When I was given tuba as a chaser, I found it tasted sweet and didn’t even realize that it was alcoholic. I literally thought it was a sweet tasting soft drink. I would heartily drink it down after every shot of Tanduay and couldn’t understand why I was getting drunk so easily.
Coconut wine or tuba has a kick all of its own. Mix that with Tanduay, and bang! On more than one occasion, I had to be helped home as I was falling all over the place. The sweetness really had me fooled; I really did have a lot to learn.
Catigan is Bagobo country. Now, I never learnt too much about Bagobo people from the Bagobo people themselves.
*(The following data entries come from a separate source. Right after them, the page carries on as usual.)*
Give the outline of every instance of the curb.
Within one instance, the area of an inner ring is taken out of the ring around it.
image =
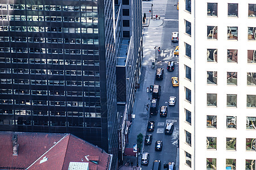
[[[150,17],[146,17],[145,24],[143,24],[143,23],[142,22],[142,27],[148,27],[150,22]]]

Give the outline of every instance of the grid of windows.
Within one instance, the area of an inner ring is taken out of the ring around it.
[[[187,8],[187,5],[190,3],[190,1],[185,1],[185,10],[191,12]],[[227,16],[230,18],[238,17],[238,3],[228,3],[228,14]],[[248,5],[248,17],[256,17],[256,4]],[[207,16],[218,16],[218,3],[207,3]],[[191,35],[189,33],[189,23],[188,21],[185,20],[185,33]],[[217,40],[217,26],[207,26],[207,39]],[[227,39],[232,40],[238,40],[238,27],[228,26]],[[255,27],[248,27],[247,33],[248,40],[256,40],[256,28]],[[185,49],[187,50],[187,44],[185,44]],[[237,49],[226,49],[227,50],[227,60],[226,62],[238,63],[238,50]],[[186,56],[187,51],[185,52]],[[207,49],[207,62],[217,61],[217,49]],[[256,50],[247,50],[247,63],[256,62]],[[187,66],[185,66],[185,77],[187,78]],[[207,71],[207,84],[217,84],[217,71]],[[256,84],[256,73],[247,73],[247,85],[255,86]],[[227,72],[227,85],[237,86],[237,72]],[[187,99],[187,91],[185,87],[186,99]],[[256,95],[247,95],[246,100],[246,107],[249,108],[255,108],[256,101]],[[226,95],[226,107],[236,107],[237,96],[236,94],[227,94]],[[217,107],[217,94],[207,94],[207,105]],[[188,121],[189,116],[187,114],[187,110],[185,110],[186,121]],[[188,111],[189,112],[189,111]],[[217,116],[207,116],[207,128],[217,128]],[[246,129],[256,129],[256,117],[246,117]],[[237,116],[226,116],[226,128],[229,129],[237,129]],[[185,131],[186,142],[188,143],[188,132]],[[227,150],[236,151],[236,138],[229,137],[226,138],[226,148]],[[245,150],[247,151],[255,151],[255,138],[246,138]],[[216,137],[207,137],[207,149],[217,149],[217,138]],[[188,153],[185,152],[186,163],[187,163]],[[207,169],[217,169],[217,159],[216,158],[207,158]],[[236,159],[226,159],[226,169],[236,169]],[[255,169],[255,160],[245,160],[245,169],[251,170]]]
In fact, I wasn’t even aware I was in the midst of people of the Bagobo tribe. I only found out when I asked my companion what some guys outside the sari-sari stores were talking about. She answered she doesn’t know as they are speaking in their native dialect. I asked the obvious question, “So what dialect are they speaking in?” Bagobo would be the reply. I had no idea.
I did learn over time that many were proud of their traditions and I did detect much talk of respect. If I was invited to drink and refused, It would be said “out of respect, have a drink with me” which made it very hard to say no.
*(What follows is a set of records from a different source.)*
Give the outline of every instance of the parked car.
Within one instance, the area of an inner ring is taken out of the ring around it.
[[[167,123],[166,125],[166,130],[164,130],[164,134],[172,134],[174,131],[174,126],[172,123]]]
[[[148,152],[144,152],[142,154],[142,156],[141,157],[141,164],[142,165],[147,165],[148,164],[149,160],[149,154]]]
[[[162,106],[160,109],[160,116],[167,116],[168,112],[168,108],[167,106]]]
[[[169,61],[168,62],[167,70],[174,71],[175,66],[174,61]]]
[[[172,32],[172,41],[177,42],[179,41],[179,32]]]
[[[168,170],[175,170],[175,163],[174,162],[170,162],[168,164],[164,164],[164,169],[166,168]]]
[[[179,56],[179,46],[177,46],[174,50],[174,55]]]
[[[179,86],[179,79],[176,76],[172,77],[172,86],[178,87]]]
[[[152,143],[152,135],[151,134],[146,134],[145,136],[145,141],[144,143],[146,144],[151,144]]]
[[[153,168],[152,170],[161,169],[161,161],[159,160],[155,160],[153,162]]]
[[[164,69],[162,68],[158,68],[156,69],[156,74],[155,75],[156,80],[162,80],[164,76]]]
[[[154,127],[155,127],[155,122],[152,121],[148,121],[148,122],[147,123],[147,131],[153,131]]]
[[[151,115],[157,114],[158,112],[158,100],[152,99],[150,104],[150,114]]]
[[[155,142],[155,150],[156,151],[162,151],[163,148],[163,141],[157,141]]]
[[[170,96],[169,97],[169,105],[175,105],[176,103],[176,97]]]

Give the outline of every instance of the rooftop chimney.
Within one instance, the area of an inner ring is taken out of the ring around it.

I had to wait till I was back in the capital to research as the broken information I was given about Bagobo people only served to confuse me. I learnt that Bagobos are in quite a few corners of Davao and they are a fragmented tribe and cannot understand each other’s dialect. It took my own research to find out that the Bagobos of Catigan are the Bagobo Tagabawa tribe. The history of the Bagobo people is better explained by others. Learning a little about the history makes you realize just how rich and diverse Davao is.
I could not say to you I was witnessing what some romantics may think of as tribal life in the sense of how a westerner would picture it. Everything on the surface just appears to be as much the same as rural life all over Davao or at least from where I was looking at it.
Catigan is a mix of Bagobo Tagabawa people, Davaoeños (Dabawenyos, or name for people of Davao) and often mixed Tagabawa and Visayans. The culture of the Bagobo Tagabawa lives on through its beliefs, traditions and dialect, but it’s not obvious to an outsider like me.
They are a very hardy people as are many Filipinos from any part of the country. All of Davao is made up of a mixture of various tribal cultures and Visayan from the inhabitants who migrated here. The history is there to be explored and as many judge everything about the culture of the Philippines on what they observe from Metro Manila; it really is a good idea to learn a little about the overall history and culture of the locality and wider Philippines to understand a little more about where you are and understand its way of life. The more you know, the more you realize that nothing is quite what it seems. Much of the story is missing to the outsider therefore their perceptions are often based on misunderstanding and a little ignorance. History in the Philippines did not start only when the Spanish arrived.
Davao alone has an immensely rich history. To tell that story is not just a book but a whole series of books and if one city can have such history, imagine the rest of the country, too. We tend to think of the Philippines only in its modern day context as an ex-American colony and the ousting of President Ferdinand Marcos. Davao and the rest of the Philippines have many more stories to tell.
I will leave you to discover that for yourselves. For the purposes of this article, I shall simply relate it to my own limited experiences in Catigan. If you are ever in Davao, do visit the Museo Dabawenyo, it teaches you how little you do know.